What’s Next: HBC 1134 and HBC 1325

Odell Pils made with HBC 1134 hops

Odell Pils, made with HBC 1134, a hop so new it doesn’t have a name yet. Photo credit Odell Brewing Company

Even newer than Thora are experimental hops still known only by their breeding codes.

HBC 1134 is a new American hop bred to replace classic European landrace varieties like Saaz and Mittelfrüh, Dailey explains. He notes that drought in major European hop regions like Germany’s Hallertau and the Czech Republic’s Žatec has led to significant variability in yield and quality, even in recent years. HBC 1134 yields roughly three times as much as comparable varieties using similar resources. For U.S.-based breweries, particularly on the West Coast, it can also reduce carbon emissions when shipped from Yakima rather than imported from Europe.

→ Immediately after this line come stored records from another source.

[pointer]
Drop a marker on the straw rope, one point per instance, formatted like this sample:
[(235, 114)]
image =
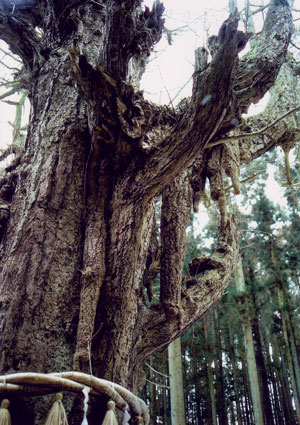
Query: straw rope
[(31, 383)]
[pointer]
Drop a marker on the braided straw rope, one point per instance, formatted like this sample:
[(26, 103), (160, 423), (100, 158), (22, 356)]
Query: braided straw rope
[(31, 383)]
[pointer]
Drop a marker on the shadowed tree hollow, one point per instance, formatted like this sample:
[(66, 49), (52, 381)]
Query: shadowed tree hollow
[(80, 242)]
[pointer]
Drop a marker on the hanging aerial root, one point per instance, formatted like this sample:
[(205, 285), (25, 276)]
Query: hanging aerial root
[(227, 158), (4, 413), (110, 417)]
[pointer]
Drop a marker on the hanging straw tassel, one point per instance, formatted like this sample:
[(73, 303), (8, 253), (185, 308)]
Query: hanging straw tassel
[(57, 414), (110, 417), (4, 413)]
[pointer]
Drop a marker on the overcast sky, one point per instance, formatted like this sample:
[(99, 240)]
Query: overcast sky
[(171, 66)]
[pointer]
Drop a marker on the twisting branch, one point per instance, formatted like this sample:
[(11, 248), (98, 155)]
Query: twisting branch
[(20, 36), (255, 133)]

Like Dolcita, HBC 1134 was developed by Haas breeder Michael Ferguson. Dailey says that HBC 1134, with its notes of light citrus, fresh herbs, rose, and wood, is well-suited for making classic German-style lagers like Helles and Pilsner. Commercial examples to try include Harvest Lager from The Alchemist Brewery in Stowe, Vt.; Czech-style amber lager Raddy from Chicago-based Revolution Brewing; and Lagerado and Odell Pils from Odell Brewing Company in Colorado.

 
Odell’s Technical Director Eli Kolodny

Odell’s Technical Director Eli Kolodny. Photo credit Odell Brewing Company

Eli Kolodny, Odell’s Technical Director, says the brewery uses HBC 1134 in pellet form in Lagerado and as whole flowers in Odell Pils to achieve Noble hop–like character. “Using the whole flower hops of HBC 1134 in our hop back yields a unique soft floral and spicy character with a slightly zesty aroma. Think spring flowers, white peppercorn, and lime leaf.”

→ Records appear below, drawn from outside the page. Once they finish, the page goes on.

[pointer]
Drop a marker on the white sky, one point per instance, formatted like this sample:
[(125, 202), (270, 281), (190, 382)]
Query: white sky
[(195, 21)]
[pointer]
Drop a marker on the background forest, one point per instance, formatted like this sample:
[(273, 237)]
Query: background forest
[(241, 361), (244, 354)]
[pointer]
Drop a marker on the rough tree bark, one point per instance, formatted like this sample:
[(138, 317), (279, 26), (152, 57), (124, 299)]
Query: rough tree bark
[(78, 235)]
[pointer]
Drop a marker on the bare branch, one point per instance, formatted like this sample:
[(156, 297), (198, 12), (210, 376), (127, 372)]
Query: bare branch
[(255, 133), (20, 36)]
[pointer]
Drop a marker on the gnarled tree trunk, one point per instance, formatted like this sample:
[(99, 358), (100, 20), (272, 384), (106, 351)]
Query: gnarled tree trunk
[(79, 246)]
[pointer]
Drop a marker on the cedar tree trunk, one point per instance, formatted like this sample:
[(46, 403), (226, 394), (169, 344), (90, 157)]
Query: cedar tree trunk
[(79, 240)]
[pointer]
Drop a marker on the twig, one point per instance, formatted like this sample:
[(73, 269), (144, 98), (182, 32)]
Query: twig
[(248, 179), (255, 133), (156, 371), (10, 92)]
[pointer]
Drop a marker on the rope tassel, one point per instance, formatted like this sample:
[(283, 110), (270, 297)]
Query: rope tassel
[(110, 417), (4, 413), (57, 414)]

Another hop developed by Ferguson is HBC 1325, a new high-alpha, or bittering, hop. It produces nearly double the yield per acre of similar varieties and is significantly more resistant to powdery mildew, which can help reduce pesticide use, Dailey says. He adds that HBC 1325 delivers citrus, tropical, and resinous notes along with a smooth, balanced bitterness. While it’s not yet widely used in commercial beers, Dailey notes that it has already been used behind the scenes, including in many of the beers poured at the 2026 Craft Brewers Conference.

“Hopefully,” he says, “both its flavor and sustainability story will yield some interest from brewers.”